Opinions - 06.03.2014

Que cherche Hamed Karoui?

En juillet 1988, j’ai accepté d’être  ministre de la Santé. Je croyais innocemment que le discours du 7 novembre qui a été suivi d’une embellie sans précédent des Droits de l’Homme allait transformer la conduite de l’Etat J’ai très vite compris qu’il n’en serait rien. Chacune de mes décisions étaient critiquées, je n’avais aucun pouvoir. Lorsque Ben Ali m’a désigné pour faire partie de sa visite d’Etat à Paris, j’ai compris que le Président de la Ligue Tunisienne des Droits de l’Homme (LTDH) embellissait le décor. En avril 1989, je quitte le Ministère.

C’est au cours de mon passage au gouvernement que j’ai côtoyé Hamed Karoui alors ministre de la justice de Hedi Baccouche. Il lui succède le 27 septembre 1989, comme premier Ministre et pendant une décennie,  il exécute la politique de Ben Ali, éloignée de la déclaration du 7 novembre. notamment à l’encontre de la LTDH dont il provoque par la loi sur les associations sa dissolution momentanée et le gel de ses activités en 2005.

Le 2 mars 2014, à l’émission animée par Samir Wafi sur la chaîne, Ettounissia, Hamed Karoui  plaide pour une participation des rcdistes aux prochaines élections et a l’outrecuidance de déclarer que les «Tunisiens ne connaissent pas la vérité sur Bourguiba  et sur l’attitude de Ben Ali  à son égard». Destituer le  Président Bourguiba en utilisant un coup d’Etat médical et l’isoler pour le faire oublier, faire croire en l’avènement d’une démocratie ont été sa démarche pour prendre le pouvoir.
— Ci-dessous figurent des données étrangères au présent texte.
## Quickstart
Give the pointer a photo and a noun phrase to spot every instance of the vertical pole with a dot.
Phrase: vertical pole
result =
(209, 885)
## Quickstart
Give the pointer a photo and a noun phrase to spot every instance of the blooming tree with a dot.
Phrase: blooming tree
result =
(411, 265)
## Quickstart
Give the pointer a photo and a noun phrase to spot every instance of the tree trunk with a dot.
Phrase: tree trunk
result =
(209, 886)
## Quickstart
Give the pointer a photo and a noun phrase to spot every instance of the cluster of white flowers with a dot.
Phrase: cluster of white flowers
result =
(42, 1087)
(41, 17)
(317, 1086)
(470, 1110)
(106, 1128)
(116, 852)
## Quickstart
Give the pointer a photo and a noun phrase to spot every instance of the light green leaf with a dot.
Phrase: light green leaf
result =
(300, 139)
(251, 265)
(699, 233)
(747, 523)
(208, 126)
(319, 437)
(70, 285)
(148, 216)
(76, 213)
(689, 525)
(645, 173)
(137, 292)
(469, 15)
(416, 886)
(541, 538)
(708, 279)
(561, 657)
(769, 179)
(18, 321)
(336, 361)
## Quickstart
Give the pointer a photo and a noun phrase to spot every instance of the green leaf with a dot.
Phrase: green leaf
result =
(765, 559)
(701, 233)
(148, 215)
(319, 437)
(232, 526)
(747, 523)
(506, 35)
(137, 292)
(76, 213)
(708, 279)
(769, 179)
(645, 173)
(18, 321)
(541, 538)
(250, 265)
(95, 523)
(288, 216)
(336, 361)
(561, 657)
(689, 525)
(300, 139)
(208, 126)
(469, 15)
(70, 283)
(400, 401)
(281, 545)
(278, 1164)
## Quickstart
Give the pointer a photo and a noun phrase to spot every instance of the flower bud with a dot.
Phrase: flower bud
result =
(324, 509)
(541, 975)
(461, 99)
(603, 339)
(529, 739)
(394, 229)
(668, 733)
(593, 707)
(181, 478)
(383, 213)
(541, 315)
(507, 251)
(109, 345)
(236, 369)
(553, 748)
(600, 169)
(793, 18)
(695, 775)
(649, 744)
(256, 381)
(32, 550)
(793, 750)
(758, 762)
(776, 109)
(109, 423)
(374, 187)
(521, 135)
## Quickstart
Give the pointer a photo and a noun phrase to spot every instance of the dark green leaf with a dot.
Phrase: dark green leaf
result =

Hamed Karoui s’est donc chargé de dévoiler cette «vérité»: «Ben Ali, devant le rejet de sa famille de le prendre en charge n’aurait eu d’autre choix que de le placer dans une  résidence.»

Une amitié de 50 ans qui me lie à Bourguiba Junior qui nous a malheureusement quittés et l’affection que je porte à son épouse et à ses enfants, l’inanité de telles paroles sont les raisons qui me décident à révéler la vérité qui m’a été rapportée par Bibi à cette époque. C’est sur son insistance que Bourguiba allait être domicilié dans sa résidence à Monastir après un séjour d’une semaine au Mornag. Hédi Baccouche ayant même envisagé de l’envoyer à Sfax sans doute pour l’éloigner davantage.

Bourguiba Junior, ignorant le statut de son père, rencontre Abdelhamid Escheikh,  nouvellement  nommé ministre de l’Intérieur pour savoir quelle faute avait commise son père, allait-il être traduit en justice ? Rien n’a changé, lui a-t-on répondu. Alors comment expliquer qu’il soit en résidence surveillée avec interdiction de sortie et de visite sauf en présence du gouverneur , visites triées et annoncées la veille. Alors Bourguiba Junior exprime le désir de ramener son père à La Marsa chez lui où il sera entouré de sa famille. Il demande que la levée de la surveillance et  le contrôle des visites soient annulés. Les autorités refusent prétextant  l’obligation de l’Etat d’assurer la Sécurité du Président.

Ainsi, c’est de nouveau la prison que connait Bourguiba. Dans sa vie, il aura été emprisonné avec le gouvernement tunisien pendant 13 ans, trois fois plus longtemps que par les Français au début des années 50!
Nelson Mandela s’est vu refusé l'autorisation de saluer un homme qui l’avait aidé dans sa lutte contre l’Apartheid.

Marie-Claire Mendès-France a séjourné en Tunisie jusqu’à ce qu’on lui permette d’aller le saluer en souvenir de son amitié avec Pierre Mendès-France qui l’admirait beaucoup d’avoir consacré sa vie à son pays. Son fils, ses petits-enfants se relayaient auprès de lui. Une anecdote: le jour de son anniversaire, son petit-fils Mahdi lui apporte un gâteau, il est refusé pour « risque d’empoisonnement» !

Que cherche Hamed Karoui, en se posant comme le sauveur du RCD et en diffamant Bourguiba Junior, fils du seul grand président qu’a eu la Tunisie?